Abstract

The history of the eradication of corruption in Indonesia is a long history, with a series of legislation equipped with
various Special Commission to support the eradication of corruption. But until now corruption is still rampant and massive. In
reality, in relation to the handling of criminal cases of corruption, it can be seen from the fact that many courts have different
judgments on similar cases, where the penalty given is different so as to cause injustice for the defendant in particular and for
society in general.
There are two main issues that will be discussed, namely (1) how the practice of applying formulation policy Article 2 and Article
3 of Law no. 31 of 1999 as amended by Act no. 20 Year 2001, Concerning the Eradication of Corruption in Indonesia; (2) how the
reconstruction of formulation policy Article 2 and Article 3 of Law no. 31 of 1999 as amended by Act no. 20 Year 2001,
Concerning the Eradication of Corruption in Indonesia;
This research uses constructivism paradigm research method, and sociological juridical approach, which is descriptive analysis,
based on primary data source with field study to Corruption Court at District Court of Semarang, and to High Court of Central
Java and secondary data to analyze in the form of decision The court was analyzed descriptively qualitatively.
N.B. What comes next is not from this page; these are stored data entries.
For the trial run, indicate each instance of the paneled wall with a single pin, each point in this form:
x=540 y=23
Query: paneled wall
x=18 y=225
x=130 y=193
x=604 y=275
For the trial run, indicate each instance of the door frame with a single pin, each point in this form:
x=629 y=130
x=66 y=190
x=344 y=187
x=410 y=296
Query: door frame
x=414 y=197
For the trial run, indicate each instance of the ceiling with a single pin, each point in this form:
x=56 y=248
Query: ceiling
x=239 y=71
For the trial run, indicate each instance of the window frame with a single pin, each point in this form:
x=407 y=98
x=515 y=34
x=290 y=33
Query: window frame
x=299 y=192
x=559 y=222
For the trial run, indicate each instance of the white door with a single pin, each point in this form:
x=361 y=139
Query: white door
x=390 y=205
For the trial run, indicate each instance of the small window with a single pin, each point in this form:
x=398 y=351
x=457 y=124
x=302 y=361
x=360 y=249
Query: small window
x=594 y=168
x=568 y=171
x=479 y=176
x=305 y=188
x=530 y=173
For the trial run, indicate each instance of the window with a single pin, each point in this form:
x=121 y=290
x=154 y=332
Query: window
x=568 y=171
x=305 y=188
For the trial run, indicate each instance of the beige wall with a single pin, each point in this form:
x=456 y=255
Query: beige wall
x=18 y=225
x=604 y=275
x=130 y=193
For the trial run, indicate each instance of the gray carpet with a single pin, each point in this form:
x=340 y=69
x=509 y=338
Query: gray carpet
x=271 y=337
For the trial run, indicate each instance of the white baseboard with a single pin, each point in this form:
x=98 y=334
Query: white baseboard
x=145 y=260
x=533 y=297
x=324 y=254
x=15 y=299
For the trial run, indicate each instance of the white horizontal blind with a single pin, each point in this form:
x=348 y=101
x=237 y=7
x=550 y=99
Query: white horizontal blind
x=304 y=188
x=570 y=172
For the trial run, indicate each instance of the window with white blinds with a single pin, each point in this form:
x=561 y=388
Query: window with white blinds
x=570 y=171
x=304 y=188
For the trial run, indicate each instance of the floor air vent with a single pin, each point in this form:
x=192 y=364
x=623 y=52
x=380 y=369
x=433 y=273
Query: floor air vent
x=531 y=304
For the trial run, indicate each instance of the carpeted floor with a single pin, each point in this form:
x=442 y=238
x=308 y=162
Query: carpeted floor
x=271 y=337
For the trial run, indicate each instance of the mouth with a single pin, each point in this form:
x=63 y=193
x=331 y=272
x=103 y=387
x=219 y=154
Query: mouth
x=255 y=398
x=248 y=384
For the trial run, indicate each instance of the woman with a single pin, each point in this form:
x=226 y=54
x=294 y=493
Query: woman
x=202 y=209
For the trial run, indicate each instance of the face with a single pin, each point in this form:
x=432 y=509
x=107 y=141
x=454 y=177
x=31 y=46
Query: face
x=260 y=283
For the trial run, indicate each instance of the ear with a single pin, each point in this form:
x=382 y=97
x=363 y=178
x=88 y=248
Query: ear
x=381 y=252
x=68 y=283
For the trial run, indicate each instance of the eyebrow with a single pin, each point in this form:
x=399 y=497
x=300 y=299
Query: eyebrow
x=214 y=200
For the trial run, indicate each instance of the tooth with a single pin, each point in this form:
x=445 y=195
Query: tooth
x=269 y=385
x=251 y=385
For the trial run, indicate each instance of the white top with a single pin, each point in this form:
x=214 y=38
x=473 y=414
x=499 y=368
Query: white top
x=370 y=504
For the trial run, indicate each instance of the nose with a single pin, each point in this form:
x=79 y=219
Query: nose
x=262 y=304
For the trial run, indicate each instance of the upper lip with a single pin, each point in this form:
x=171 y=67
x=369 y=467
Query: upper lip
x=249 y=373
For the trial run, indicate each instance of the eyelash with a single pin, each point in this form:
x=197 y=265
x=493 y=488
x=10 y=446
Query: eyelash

The results of his research is the application of Article 2 is applied for private actors while Article 3 is applied for the civil
servants and in the imposition of criminal punishment there is no punishment guidance that can assist the judge in imposing the
criminal, so there is juridical weakness in the application of Article 2 and Article 3 Act No . 31 of 1999 in conjunction with Law
no. 20 Year 2001 on the Eradication of Corruption.